Charles and Diana's Engagement Interview Was Just as Awkward as The Crown Depicts
A lot of failed marriages begin as enviable love stories, gradually breaking down despite everything the couple has going for them and stunning friends and family in the process. And then
there are marriages like that of Prince Charles and Princess Diana, where the red flags are glaringly obvious from day one. Exhibit A? That excruciating engagement interview, as recreated in The Crown season 4.
Charles proposed to Diana in February of 1981 after less than a year of dating. He'd been under pressure to find a suitable wife for some time, and having finally achieved that goal, he didn't want to waste any time locking it down. Are you swooning yet? The engagement was officially announced on February 24, 1981, and per royal tradition, the newly betrothed couple gave a TV interview shortly after the news became public.
The overall vibe is pretty awkward—32-year-old Charles and 19-year-old Diana both look like different varieties of deer in headlights as the interviewer prods them for details on their hasty engagement. But the worst moment by far comes right at the end of the above clip. The interviewer asks if they can find the words to sum up how they're feeling.
"Just delighted, and happy," Charles says, looking over at Diana. "I'm amazed that she's been brave enough to take me on!" So far, so endearingly self-deprecating. The interviewer, clearly hoping for something a little more effusive, prompts him: "And, I suppose, in love?"
"Of course!" Diana responds quickly, after which Charles says, "Whatever 'in love' means."
Oof. Although Diana laughs this off in the moment, she revealed years later that the comment upset her deeply. "We had this ghastly [TV] interview the day we announced our engagement,” she recalled in audio featured in the 2017 documentary Diana: In Her Own Words. "This ridiculous [reporter] said, ‘Are you in love?’ I thought, what a thick question. So I said, ‘Yes, of course, we are,’ and Charles turned round and said, ‘Whatever love means.’ And that threw me completely. I thought, what a strange answer. God, absolutely traumatized me.”

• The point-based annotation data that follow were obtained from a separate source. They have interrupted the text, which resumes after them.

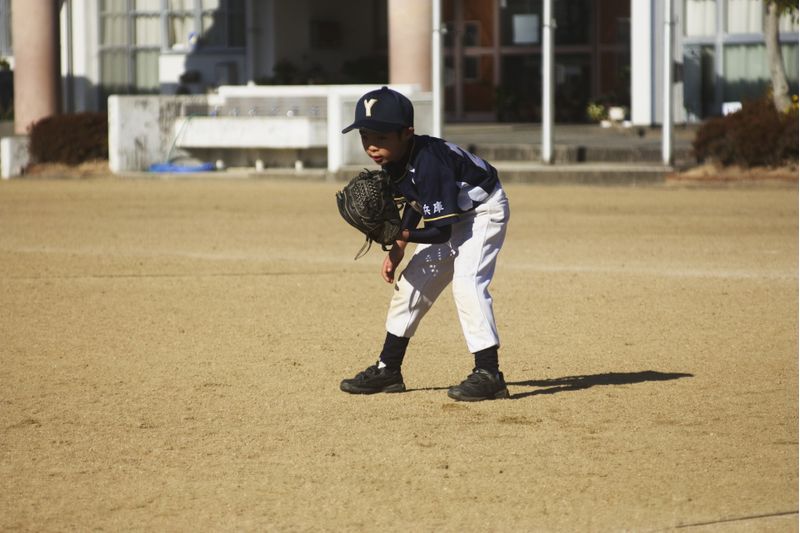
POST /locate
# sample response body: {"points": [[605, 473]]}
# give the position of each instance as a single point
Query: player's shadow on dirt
{"points": [[573, 383]]}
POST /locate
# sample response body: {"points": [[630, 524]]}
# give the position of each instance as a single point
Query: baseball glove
{"points": [[367, 204]]}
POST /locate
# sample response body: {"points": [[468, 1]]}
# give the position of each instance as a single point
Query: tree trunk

As callous as Charles's words may seem, royal experts have cautioned against judging him too harshly. Bedell Smith, author of the 2017 biography Prince Charles: The Passions and Paradoxes of an Improbable Life, told People that his comment during the interview needs to be understood in the broader context of his views on romance. "It was a totally inappropriate thing for him to say, but understandable given the way his mind worked," she said. "You should look at those words in the context of the series of interviews he gave in the 1970s about what he wanted in a wife and what being in love was all about. He can over-think things and was thinking out loud. I don’t see it as a cynical, cruel statement."
The sentiment also wasn't a new one; when Diana described Charles's proposal to biographer Andrew Morton, she recalled him saying something similar: "'Yes,' I said, 'I love you so much, I love you so much.' [Charles] said, 'Whatever love means.'"
Outwardly, the cracks in Charles and Diana's relationship didn't begin to show for some time. Diana admitted to BBC Radio, per the Radio Times, that she found the prospect of getting married “quite daunting," but added "I hope it won’t be too difficult, and with Prince Charles beside me I can’t go wrong.”
But according to Andrew Morton, who wrote the infamous 1992 biography Diana: Her True Story—In Her Own Words, Diana had second thoughts before the wedding, and even considered calling it off. The tipping point, according to Morton, came days before their wedding when Diana discovered a bracelet Charles intended to give his former girlfriend, Camilla Parker-Bowles. (Another scene depicted in The Crown's fourth season.)
“She was confused, upset and bewildered by the train of events," Morton wrote, and described a lunch Diana shared with her older sisters Sarah and Jane. "At that moment, as she seriously considered calling off the wedding, [her sisters] made light of her fears and premonitions of the disaster which lay ahead. ‘Bad luck, Duch,’ they said, using the family nickname for their younger sister, ‘your face is on the tea towels now so you’re too late to chicken out.'”
And so, despite their clear mutual misgivings, Charles and Diana were married at Westminster Abbey on July 29, 1981.